2

I'm working on a reg expression match function. The problem is, this function will be called by the framework inside a nested loop. If temporary objects are created, GC will cause very big performance problem.

Is it possible to deal with regexp things without create temp objects (Pattern,Matcher)? Rewrite regexp classes is my last choice...

Michael Berry
  • 70,193
  • 21
  • 157
  • 216
user1192878
  • 704
  • 1
  • 10
  • 20
  • 1) GC should NOT cause a performance problem ever! 2) You cannot assume that just because you are not using temporary objects that GC will not be called during your loop. 3) If you want the object to persist then you should http://stackoverflow.com/questions/1329926/how-to-prevent-an-object-from-getting-garbage-collected – Ahmed Masud Feb 06 '12 at 17:50
  • @Ahmed-Masud : well technically this is not correct, since the main (full) GC cycle is dependant on the amount of memory allocated to the JVM, more memory means more time for the cycle to finish - which has some effects on the system – BigFatBaby Feb 06 '12 at 18:00
  • @BigFatBaby I agree that the amount and chunks of memory allocated will cause GC thread to work harder (or not). My point in 1) was that either the system is powerful enough for the app or it isn't, and that GC should be launch-time tuned. If iron is out of resources then any approach is fraught with peril anyhow. Whether one holds refs to all objects to avoid GC (mem hog); or write external methods (running locally) using JNI and completely bypass GC one is still limited by the limits of the system resources available. – Ahmed Masud Feb 06 '12 at 18:28
  • @Ahmed-Masud : rule of thumb is - if GC is causing you troubles, you are doing it wrong... i agree... however i am here to help a problem (asked specifically)... for common practices there are other sites on the Stack Exchange :) – BigFatBaby Feb 06 '12 at 22:37

6 Answers6

1

Your best bet is to deal with the issues as and when they arise - which they probably won't. Performance problems around GC'ing large numbers of small lived objects was a problem around a decade ago, but now it's incredibly good at it.

If you do need to optimise then this should be in the form of changing the GC options - the size of the young generation for instance, and not trying to optimise in code.

Michael Berry
  • 70,193
  • 21
  • 157
  • 216
  • It is a extreme case in which huge amount of data to be processed. Tons of small objects cause troubles. We tried GC options but couldn't solve them all. – user1192878 Feb 06 '12 at 23:10
1

Matcher objects are not threadsafe so you can't re-use them unless you call the reset() method (which in a single thread should work fine) - see Is Java Regex Thread Safe?

Community
  • 1
  • 1
Adam Rofer
  • 6,121
  • 1
  • 14
  • 11
1

To quote an old saying:

Make it work, make it right, make it fast. (in that order)

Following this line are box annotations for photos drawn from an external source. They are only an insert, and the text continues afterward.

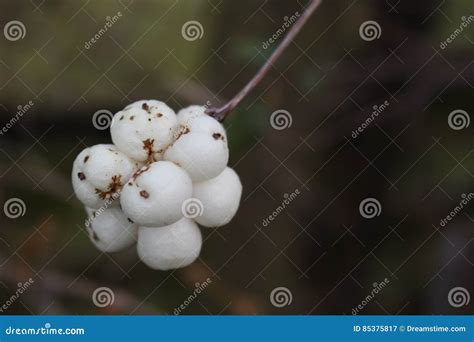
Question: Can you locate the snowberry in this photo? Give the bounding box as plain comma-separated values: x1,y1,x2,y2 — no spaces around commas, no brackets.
137,218,202,271
193,167,242,227
164,132,229,182
177,105,206,125
110,100,178,162
72,145,140,209
86,207,138,253
120,161,192,227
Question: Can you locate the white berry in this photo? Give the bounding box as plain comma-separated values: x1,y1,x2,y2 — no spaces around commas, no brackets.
164,132,229,182
177,105,206,125
110,100,178,162
137,218,202,271
120,161,192,227
86,207,138,253
193,167,242,227
72,145,140,209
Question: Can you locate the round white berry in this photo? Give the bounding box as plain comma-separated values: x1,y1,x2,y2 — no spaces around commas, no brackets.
137,218,202,271
120,161,192,227
164,132,229,182
177,105,206,125
86,207,138,253
110,100,178,162
193,167,242,227
72,145,140,209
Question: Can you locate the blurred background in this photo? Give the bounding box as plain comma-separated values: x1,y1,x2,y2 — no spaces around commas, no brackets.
0,0,474,315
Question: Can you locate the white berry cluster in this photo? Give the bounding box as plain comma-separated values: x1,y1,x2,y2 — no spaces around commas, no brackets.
72,100,242,270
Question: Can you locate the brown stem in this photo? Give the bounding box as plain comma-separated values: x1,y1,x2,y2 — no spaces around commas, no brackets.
206,0,322,122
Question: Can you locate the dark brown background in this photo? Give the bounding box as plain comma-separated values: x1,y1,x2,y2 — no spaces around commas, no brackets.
0,0,474,314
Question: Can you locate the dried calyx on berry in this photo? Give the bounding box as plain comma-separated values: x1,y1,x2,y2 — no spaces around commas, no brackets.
72,100,242,270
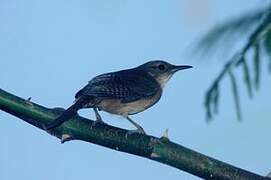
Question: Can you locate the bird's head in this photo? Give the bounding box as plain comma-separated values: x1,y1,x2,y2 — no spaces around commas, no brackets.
138,60,192,88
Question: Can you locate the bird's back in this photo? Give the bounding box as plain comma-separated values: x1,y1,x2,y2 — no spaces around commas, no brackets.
75,69,162,116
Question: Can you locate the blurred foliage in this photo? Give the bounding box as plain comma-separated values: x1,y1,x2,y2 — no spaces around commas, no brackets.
196,6,271,121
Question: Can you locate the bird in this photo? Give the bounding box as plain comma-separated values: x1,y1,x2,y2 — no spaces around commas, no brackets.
45,60,192,134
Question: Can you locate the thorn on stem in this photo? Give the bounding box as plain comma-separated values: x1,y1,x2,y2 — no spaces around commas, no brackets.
61,134,73,144
160,129,169,141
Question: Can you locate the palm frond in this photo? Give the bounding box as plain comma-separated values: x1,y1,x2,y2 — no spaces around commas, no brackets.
202,6,271,121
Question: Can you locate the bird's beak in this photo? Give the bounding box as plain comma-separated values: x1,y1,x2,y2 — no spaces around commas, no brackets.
172,65,192,72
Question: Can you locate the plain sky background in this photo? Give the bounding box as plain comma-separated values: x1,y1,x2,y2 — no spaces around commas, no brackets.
0,0,271,180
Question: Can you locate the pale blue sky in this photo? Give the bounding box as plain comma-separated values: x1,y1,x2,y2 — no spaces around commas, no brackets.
0,0,271,180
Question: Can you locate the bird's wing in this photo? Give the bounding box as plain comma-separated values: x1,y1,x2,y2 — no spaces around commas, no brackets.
75,70,160,103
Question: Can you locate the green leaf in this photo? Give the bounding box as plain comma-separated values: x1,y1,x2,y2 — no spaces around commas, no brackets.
195,7,270,55
229,71,242,121
253,44,260,90
241,57,253,98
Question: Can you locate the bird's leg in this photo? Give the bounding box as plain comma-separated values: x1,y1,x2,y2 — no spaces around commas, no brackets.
126,116,146,134
93,108,105,125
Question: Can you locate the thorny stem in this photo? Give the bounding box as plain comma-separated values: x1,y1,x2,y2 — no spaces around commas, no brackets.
0,89,270,180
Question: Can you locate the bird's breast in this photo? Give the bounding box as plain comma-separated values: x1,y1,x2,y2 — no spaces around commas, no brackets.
96,91,161,117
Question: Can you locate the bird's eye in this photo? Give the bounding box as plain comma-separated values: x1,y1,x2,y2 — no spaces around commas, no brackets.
158,64,166,71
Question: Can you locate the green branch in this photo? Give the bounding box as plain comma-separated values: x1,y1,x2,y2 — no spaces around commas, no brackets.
0,89,270,180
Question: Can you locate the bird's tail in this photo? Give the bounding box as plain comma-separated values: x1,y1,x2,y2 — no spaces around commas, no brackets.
45,97,89,130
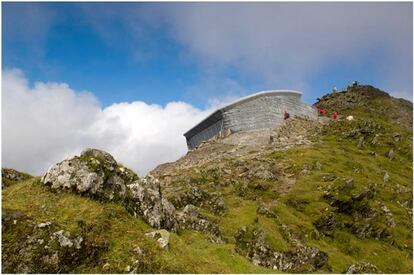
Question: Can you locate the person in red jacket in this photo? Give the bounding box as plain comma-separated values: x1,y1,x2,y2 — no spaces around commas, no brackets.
319,108,326,116
283,111,290,120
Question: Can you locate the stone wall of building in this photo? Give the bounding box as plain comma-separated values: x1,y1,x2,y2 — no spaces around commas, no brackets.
223,93,318,132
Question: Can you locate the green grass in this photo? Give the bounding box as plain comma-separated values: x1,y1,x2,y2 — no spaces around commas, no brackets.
2,179,274,273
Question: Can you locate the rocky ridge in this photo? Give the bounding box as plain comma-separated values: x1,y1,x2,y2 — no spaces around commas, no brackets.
2,86,412,273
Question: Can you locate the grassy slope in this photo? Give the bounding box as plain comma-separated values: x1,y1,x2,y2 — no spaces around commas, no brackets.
2,85,413,273
2,179,270,273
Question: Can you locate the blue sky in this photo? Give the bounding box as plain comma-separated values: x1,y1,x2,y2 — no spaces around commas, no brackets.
2,2,412,108
2,2,413,175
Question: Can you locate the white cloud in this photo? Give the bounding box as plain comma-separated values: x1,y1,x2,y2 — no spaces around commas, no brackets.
2,69,211,175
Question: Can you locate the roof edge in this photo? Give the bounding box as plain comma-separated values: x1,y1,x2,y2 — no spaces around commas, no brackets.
183,90,303,136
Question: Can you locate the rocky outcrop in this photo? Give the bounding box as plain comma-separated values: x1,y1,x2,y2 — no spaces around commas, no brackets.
127,176,178,231
145,229,170,250
1,168,32,188
171,186,227,215
345,262,382,274
41,149,178,230
41,149,138,202
2,210,108,273
235,226,328,273
178,204,222,243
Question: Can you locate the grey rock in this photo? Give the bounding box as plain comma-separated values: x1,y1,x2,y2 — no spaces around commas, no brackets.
384,171,390,182
36,222,52,228
315,160,322,170
41,149,138,202
235,226,328,273
345,262,382,274
387,149,395,160
322,173,336,182
357,136,365,149
127,176,178,231
51,230,73,247
81,148,117,167
178,204,222,243
145,229,170,249
171,186,227,215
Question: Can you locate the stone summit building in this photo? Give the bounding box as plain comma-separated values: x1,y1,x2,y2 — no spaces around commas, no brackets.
184,90,318,149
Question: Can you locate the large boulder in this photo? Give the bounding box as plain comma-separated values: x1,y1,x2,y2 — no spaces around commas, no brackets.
128,176,178,231
41,149,138,204
1,168,32,188
235,226,328,273
41,149,178,230
178,204,223,243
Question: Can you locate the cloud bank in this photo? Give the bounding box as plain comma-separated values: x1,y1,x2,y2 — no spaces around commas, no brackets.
2,69,213,175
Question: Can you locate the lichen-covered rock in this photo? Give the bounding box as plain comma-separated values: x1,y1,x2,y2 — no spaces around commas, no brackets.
128,176,178,231
235,226,328,273
171,186,227,215
178,204,222,243
2,209,108,273
345,262,382,274
1,168,32,188
41,149,138,201
145,229,170,250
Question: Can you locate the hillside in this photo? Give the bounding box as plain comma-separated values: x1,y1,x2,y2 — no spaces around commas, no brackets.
2,86,413,273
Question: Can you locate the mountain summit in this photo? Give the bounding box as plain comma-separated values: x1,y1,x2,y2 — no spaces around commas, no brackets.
2,85,413,273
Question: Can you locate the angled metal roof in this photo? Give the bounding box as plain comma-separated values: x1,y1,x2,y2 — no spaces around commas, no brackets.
184,90,302,137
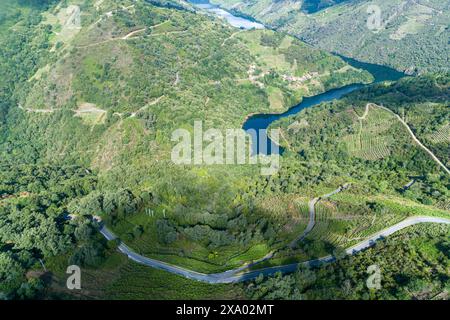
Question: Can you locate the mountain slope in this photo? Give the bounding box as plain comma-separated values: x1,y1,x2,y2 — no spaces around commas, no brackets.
0,0,373,297
213,0,450,73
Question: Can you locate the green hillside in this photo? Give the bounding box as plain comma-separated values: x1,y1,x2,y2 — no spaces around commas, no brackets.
212,0,450,73
0,0,373,298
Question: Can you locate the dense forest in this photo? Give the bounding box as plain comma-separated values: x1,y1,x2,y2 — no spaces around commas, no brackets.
0,0,450,299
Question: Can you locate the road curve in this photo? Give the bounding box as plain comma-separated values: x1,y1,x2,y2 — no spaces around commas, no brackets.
100,216,450,284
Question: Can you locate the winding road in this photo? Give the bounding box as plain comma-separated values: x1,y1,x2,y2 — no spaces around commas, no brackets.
289,183,350,248
378,104,450,174
100,216,450,284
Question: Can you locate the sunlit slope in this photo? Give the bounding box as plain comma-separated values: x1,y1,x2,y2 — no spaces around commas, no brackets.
213,0,450,73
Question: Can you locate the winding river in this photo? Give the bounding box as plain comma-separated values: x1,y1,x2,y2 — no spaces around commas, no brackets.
189,0,405,155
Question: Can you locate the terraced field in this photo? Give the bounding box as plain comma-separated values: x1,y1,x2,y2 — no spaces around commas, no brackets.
342,107,396,160
427,123,450,144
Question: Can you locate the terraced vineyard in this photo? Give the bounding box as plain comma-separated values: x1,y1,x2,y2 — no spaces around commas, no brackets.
342,107,396,160
427,123,450,144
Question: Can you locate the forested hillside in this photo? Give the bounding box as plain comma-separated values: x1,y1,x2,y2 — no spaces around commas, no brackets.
0,0,373,298
212,0,450,74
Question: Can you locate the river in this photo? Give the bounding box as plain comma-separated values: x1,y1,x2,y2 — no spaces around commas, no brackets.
189,0,405,155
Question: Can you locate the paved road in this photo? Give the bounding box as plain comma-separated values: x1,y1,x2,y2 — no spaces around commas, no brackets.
100,217,450,283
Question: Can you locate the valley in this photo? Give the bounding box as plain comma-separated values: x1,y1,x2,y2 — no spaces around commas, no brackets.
0,0,450,299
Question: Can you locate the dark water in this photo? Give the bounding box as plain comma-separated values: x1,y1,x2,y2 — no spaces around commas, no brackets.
188,0,405,155
243,56,405,155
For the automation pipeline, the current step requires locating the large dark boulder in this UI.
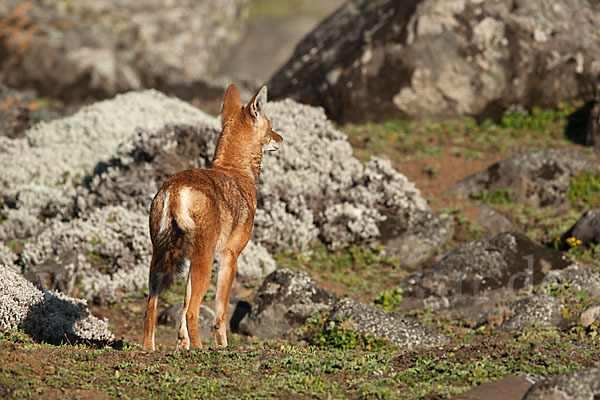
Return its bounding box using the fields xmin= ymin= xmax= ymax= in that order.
xmin=448 ymin=150 xmax=598 ymax=207
xmin=0 ymin=0 xmax=247 ymax=102
xmin=270 ymin=0 xmax=600 ymax=122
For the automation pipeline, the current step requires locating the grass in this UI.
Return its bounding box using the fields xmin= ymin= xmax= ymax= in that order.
xmin=342 ymin=103 xmax=588 ymax=161
xmin=0 ymin=308 xmax=600 ymax=399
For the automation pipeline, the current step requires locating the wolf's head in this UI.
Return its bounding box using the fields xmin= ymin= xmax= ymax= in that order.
xmin=221 ymin=84 xmax=283 ymax=151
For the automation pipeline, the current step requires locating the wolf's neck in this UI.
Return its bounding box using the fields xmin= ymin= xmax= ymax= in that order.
xmin=212 ymin=132 xmax=262 ymax=184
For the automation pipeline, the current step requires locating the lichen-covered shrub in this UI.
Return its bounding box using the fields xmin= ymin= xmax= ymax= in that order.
xmin=0 ymin=242 xmax=17 ymax=267
xmin=0 ymin=90 xmax=215 ymax=240
xmin=21 ymin=206 xmax=152 ymax=301
xmin=0 ymin=265 xmax=114 ymax=343
xmin=0 ymin=91 xmax=427 ymax=301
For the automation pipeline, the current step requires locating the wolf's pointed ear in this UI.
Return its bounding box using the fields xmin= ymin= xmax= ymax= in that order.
xmin=221 ymin=83 xmax=244 ymax=125
xmin=248 ymin=85 xmax=267 ymax=119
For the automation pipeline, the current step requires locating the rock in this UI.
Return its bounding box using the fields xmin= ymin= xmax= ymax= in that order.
xmin=544 ymin=263 xmax=600 ymax=297
xmin=500 ymin=294 xmax=564 ymax=331
xmin=0 ymin=0 xmax=248 ymax=102
xmin=239 ymin=269 xmax=336 ymax=338
xmin=448 ymin=150 xmax=598 ymax=207
xmin=0 ymin=242 xmax=17 ymax=268
xmin=379 ymin=210 xmax=454 ymax=266
xmin=579 ymin=304 xmax=600 ymax=328
xmin=327 ymin=299 xmax=448 ymax=349
xmin=585 ymin=100 xmax=600 ymax=153
xmin=270 ymin=0 xmax=600 ymax=122
xmin=0 ymin=265 xmax=114 ymax=344
xmin=476 ymin=204 xmax=513 ymax=235
xmin=561 ymin=209 xmax=600 ymax=247
xmin=450 ymin=376 xmax=533 ymax=400
xmin=523 ymin=367 xmax=600 ymax=400
xmin=400 ymin=232 xmax=572 ymax=320
xmin=0 ymin=83 xmax=60 ymax=138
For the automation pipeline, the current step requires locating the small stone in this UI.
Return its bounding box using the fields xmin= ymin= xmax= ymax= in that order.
xmin=579 ymin=304 xmax=600 ymax=328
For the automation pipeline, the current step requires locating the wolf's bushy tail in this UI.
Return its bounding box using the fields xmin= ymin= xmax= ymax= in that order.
xmin=148 ymin=217 xmax=192 ymax=295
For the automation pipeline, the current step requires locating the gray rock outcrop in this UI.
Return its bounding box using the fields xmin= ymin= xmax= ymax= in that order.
xmin=327 ymin=299 xmax=448 ymax=349
xmin=401 ymin=232 xmax=573 ymax=320
xmin=0 ymin=83 xmax=60 ymax=138
xmin=380 ymin=210 xmax=454 ymax=266
xmin=448 ymin=150 xmax=598 ymax=207
xmin=0 ymin=265 xmax=114 ymax=344
xmin=270 ymin=0 xmax=600 ymax=122
xmin=0 ymin=0 xmax=248 ymax=101
xmin=500 ymin=294 xmax=564 ymax=330
xmin=239 ymin=269 xmax=337 ymax=338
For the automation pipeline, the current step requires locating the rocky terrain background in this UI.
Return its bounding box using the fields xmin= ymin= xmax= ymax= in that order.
xmin=0 ymin=0 xmax=600 ymax=399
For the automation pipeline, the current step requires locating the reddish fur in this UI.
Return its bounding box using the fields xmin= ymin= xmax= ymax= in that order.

So before going down any heavy optomization steps, just write the initial straightforward appropriate code (which in this case would involve pre-compiling your patterns if you can). Run some tests and see if the performance is inadequate, and then optimize if the regex portion is a bottleneck.

If the object creation (and cleanup) is a serious bottleneck (as compared to the actual regex parsing itself), then you may need to implement your own solution that uses an object pool (so objects are not created, just reset and reused from the pool). I doubt that this will result in any serious performance gains though, so you should benchmark first just to see how much gain is even possible (if you improve object creation / cleanup performance by 50%, would it be worth it?).

Trevor Freeman
  • 7,112
  • 2
  • 21
  • 40
  • Thanks. My colleague found gc related issue in their previous work. So members in the team are required to avoid them. But you are right. I will make it work first and then test. – user1192878 Feb 06 '12 at 23:06
0

This sounds like premature optimization.

Write the most straightforward code you can, then profile it in a realistic setting, and see whether there are any problems with performance or memory allocation patterns. If there are, address the specific issues you've uncovered.

Modern JVMs are incredibly good at garbage collecting short-lived objects.

NPE
  • 486,780
  • 108
  • 951
  • 1,012
0

You can precompile your regexes which makes sense if you reuse the same regex multiple times.

Instead of

boolean foundMatch = subjectString.matches("a.*b");

(where a temporary compiled Pattern will be created anyway), you can use

Pattern regex = Pattern.compile("a.*b");
// loop here
// do something...
    Matcher regexMatcher = regex.matcher(subjectString);
    boolean foundMatch = regexMatcher.matches()
// loop end

Hard to say if there will be any relevant performance benefit, though.

Tim Pietzcker
  • 328,213
  • 58
  • 503
  • 561
0

the way i see it you have 2 viable options:

  1. Write your own logic for matching regex by looking at the source code: Pattern and Matcher.
  2. explicitly initiate a collection of those objects when you are done with them by running their corresponding finalize() function instead of waiting for the GC to run it.

Pros and Cons

  1. A lot of work, needs to be tested and maintained in the future, however you get full control what you are trying to do.

  2. It's not recommended to interfere in the workings of the GC, clean solution and simple solution

BigFatBaby
  • 1,525
  • 9
  • 19